School staff members are dealing with “actual exposure, then quarantines, and also the fear of getting COVID. That’s creating a huge staffing issue,” said AFT President Randi Weingarten. She’s optimistic, though, that most K-8 schools can reopen safely as long as there is adequate testing, vaccination, and resources for safety measures such as masks, social distancing, and healthy ventilation.
Additional issues could well become the subject of labor union bargaining. Some agreements include requirements that teachers and staff wear masks, while others commit districts to providing all teachers with PPE. Others specify neither, according to one recent tally.
Timothy Traylor, the executive director of American Classified Employees-American Federation of State, County and Municipal Employees Local 2250, which represents 6,000 support staff, bus drivers, food-service personnel and others in Prince George’s County, Maryland, said his union would like to see issues such as work-at-home options, PPE and cleaning supplies, and Plexiglas partitions for clerical staff included in its memorandum of understanding, which it is currently negotiating.
Hiring staff is more challenging now
When districts flipped to remote instruction, many tried hard to keep existing staff, deploying them to other duties if necessary—from delivering meals to staffing digital device help desks. Those districts will probably be in a stronger position to increase in-person instruction, since hiring is challenging right now, said Chad Aldeman, who studies education labor patterns as policy director at Georgetown University’s Edunomics Lab. Bureau of Labor Statistics data, which show that the number of K-12 employees has fallen in recent months, suggest that districts chose not to hire during the pandemic, rather than doing large layoffs.
Funding will, of course, play a huge role in districts’ ability to reopen. How far those dollars can stretch will depend on the overall financial health of school districts in each state. Some had to use a portion of their CARES Act money to backfill already-underfunded operations, and districts don’t know how much more money they can count on.

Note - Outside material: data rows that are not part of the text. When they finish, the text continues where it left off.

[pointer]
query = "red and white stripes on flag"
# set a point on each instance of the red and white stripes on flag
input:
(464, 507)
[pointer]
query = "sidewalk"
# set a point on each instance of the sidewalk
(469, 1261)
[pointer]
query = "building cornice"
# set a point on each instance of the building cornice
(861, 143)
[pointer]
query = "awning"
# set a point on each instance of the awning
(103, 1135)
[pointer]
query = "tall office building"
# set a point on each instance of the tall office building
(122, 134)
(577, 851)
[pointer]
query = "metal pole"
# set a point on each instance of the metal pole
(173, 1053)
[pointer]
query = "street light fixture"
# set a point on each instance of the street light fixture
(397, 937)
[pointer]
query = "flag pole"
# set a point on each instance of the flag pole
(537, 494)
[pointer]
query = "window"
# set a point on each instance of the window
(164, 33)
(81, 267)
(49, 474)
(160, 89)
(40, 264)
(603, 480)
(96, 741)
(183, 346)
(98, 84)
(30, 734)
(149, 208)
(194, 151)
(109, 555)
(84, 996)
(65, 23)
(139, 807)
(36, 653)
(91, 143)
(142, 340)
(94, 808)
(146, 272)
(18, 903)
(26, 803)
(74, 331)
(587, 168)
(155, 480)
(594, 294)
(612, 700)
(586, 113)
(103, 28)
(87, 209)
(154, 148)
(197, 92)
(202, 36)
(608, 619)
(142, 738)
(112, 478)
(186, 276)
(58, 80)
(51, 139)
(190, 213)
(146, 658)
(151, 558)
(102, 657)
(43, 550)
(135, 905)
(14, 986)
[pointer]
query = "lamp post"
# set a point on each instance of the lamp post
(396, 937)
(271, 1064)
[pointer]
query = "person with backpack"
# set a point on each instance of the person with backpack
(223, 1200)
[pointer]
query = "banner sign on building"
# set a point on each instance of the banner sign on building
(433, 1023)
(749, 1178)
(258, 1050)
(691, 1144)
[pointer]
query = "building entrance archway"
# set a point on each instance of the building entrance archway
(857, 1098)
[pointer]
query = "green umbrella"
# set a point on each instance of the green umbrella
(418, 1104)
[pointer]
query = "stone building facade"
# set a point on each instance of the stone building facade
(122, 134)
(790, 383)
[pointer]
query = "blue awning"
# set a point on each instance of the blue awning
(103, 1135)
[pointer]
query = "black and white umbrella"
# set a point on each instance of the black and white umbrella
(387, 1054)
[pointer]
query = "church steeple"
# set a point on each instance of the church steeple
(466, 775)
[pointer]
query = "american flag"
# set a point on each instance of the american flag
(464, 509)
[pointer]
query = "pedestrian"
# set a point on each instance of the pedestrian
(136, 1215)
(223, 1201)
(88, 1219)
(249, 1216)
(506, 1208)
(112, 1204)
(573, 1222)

Even sufficient funding and planning might not insulate districts from daily crises and disruptions, though. During a 30-minute phone call with EdWeek, Patrick Murphy, the superintendent of schools in Berkeley County, W.Va., got an email from a principal who learned nine of her staff members would be out the next day due to COVID-19 exposure.
Now the district would have to figure out if the school could summon enough staff to keep operating or would have to flip to all-remote mode. Assembling staff is particularly challenging when the district started the year with 120 vacancies, more than twice the normal number. The district was able to fill most with long-term subs, but that’s depleted the substitute roster for sudden needs like this.
“You can see what happens in situations like this,” Murphy said. “You can be crippled or grind to a halt almost immediately.”
Despite Biden’s vision of an expansion of in-person learning, some districts will ultimately decide it’s just not safe enough. Chad Gestson, the superintendent of the Phoenix Union High School district, is leading efforts to host vaccination clinics at school sites. But this month, Arizona has had some of the highest rates of new COVID-19 cases anywhere in the world. He’s just not sure whether he can offer any more face-to-face learning until those numbers decrease.
“Candidly, at this point for Phoenix Union, it’s less about a new stimulus package to bring [in-person schooling] back than about the spread of COVID,” he said.